Dual Pose-Graph Semantic Localization for Vision-Based Autonomous Drone Racing

arXiv cs.RO / 4/17/2026

📰 NewsDeveloper Stack & InfrastructureModels & Research

Key Points

  • The paper proposes a dual pose-graph localization approach for vision-based autonomous drone racing, targeting challenges like motion blur, unstable visual features, and single-camera constraints.
  • It fuses odometry with semantic gate detections by using a temporary graph to accumulate multiple observations and then condenses them into refined constraints before promoting them to a persistent main graph for efficient real-time performance.
  • The method is presented as sensor-agnostic, with validation using monocular visual-inertial odometry combined with visual gate detection.
  • Experiments on the TII-RATM dataset report a 56%–74% reduction in ATE versus standalone VIO, and an ablation study shows 10%–12% higher accuracy than a single-graph baseline at the same computational cost.
  • In an A2RL competition deployment, the system enabled real-time onboard localization and reduced odometry drift by up to 4.2 meters per lap during flight.

Abstract

Autonomous drone racing demands robust real-time localization under extreme conditions: high-speed flight, aggressive maneuvers, and payload-constrained platforms that often rely on a single camera for perception.

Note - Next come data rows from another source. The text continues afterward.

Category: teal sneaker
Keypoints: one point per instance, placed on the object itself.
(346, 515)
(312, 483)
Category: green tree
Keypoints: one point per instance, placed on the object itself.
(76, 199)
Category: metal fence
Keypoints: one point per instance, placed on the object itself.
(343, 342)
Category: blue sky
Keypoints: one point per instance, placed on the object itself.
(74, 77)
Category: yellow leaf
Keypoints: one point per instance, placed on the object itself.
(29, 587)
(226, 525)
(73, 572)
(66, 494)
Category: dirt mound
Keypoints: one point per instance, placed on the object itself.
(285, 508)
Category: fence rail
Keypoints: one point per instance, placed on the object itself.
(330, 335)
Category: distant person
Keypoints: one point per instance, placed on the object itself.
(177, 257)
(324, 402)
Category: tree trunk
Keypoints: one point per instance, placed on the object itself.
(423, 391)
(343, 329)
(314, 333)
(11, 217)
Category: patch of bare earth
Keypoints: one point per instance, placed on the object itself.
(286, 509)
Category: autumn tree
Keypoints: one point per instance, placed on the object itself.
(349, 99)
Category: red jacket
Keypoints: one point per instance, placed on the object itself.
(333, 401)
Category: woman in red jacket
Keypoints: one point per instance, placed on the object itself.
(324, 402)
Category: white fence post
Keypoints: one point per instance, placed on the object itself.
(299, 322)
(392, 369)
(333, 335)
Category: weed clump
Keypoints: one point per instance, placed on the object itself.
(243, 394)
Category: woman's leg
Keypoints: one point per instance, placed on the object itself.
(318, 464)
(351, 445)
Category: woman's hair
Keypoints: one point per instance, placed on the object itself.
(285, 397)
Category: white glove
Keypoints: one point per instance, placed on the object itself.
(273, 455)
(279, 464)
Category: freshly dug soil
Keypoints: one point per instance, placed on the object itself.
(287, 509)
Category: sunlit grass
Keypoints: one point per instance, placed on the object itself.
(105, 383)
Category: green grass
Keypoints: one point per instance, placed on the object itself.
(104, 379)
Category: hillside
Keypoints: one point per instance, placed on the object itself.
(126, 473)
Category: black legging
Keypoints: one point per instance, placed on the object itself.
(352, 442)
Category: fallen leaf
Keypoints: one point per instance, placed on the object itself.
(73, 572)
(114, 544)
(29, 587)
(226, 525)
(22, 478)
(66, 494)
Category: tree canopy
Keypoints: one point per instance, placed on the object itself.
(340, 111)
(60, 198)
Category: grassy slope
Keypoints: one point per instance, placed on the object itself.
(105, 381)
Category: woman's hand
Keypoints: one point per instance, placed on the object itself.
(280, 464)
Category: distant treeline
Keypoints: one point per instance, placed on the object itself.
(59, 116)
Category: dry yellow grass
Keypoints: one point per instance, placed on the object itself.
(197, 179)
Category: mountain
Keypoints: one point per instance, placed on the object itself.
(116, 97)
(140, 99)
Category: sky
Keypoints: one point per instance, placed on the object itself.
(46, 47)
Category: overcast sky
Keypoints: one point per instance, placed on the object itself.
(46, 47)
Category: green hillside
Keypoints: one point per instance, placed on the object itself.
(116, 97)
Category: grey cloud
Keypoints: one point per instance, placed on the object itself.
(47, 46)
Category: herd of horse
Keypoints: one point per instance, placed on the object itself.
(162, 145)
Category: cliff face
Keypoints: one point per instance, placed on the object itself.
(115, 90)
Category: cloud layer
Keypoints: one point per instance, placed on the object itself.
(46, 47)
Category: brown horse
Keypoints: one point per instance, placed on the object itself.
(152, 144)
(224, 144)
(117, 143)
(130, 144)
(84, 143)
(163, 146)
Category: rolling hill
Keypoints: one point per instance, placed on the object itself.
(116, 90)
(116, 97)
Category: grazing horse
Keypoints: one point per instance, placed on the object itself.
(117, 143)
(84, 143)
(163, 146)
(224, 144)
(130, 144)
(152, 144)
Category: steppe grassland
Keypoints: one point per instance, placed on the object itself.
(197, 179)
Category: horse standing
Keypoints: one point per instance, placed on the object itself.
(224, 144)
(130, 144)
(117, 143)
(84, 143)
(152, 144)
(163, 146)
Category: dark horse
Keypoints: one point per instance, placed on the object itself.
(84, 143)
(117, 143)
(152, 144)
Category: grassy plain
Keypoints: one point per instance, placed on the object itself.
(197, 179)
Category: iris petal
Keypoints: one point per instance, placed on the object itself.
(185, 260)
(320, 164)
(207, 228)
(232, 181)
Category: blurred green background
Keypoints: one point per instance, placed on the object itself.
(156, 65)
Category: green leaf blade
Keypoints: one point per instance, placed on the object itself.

Existing visual SLAM systems, while effective in general scenarios, struggle with motion blur and feature instability inherent to racing dynamics, and do not exploit the structured nature of racing environments. In this work, we present a dual pose-graph architecture that fuses odometry with semantic detections for robust localization. A temporary graph accumulates multiple gate observations between keyframes and optimizes them into a single refined constraint per landmark, which is then promoted to a persistent main graph. This design preserves the information richness of frequent detections while preventing graph growth from degrading real-time performance. The system is designed to be sensor-agnostic, although in this work we validate it using monocular visual-inertial odometry and visual gate detections. Experimental evaluation on the TII-RATM dataset shows a 56% to 74% reduction in ATE compared to standalone VIO, while an ablation study confirms that the dual-graph architecture achieves 10% to 12% higher accuracy than a single-graph baseline at identical computational cost. Deployment in the A2RL competition demonstrated that the system performs real-time onboard localization during flight, reducing the drift of the odometry baseline by up to 4.2 m per lap.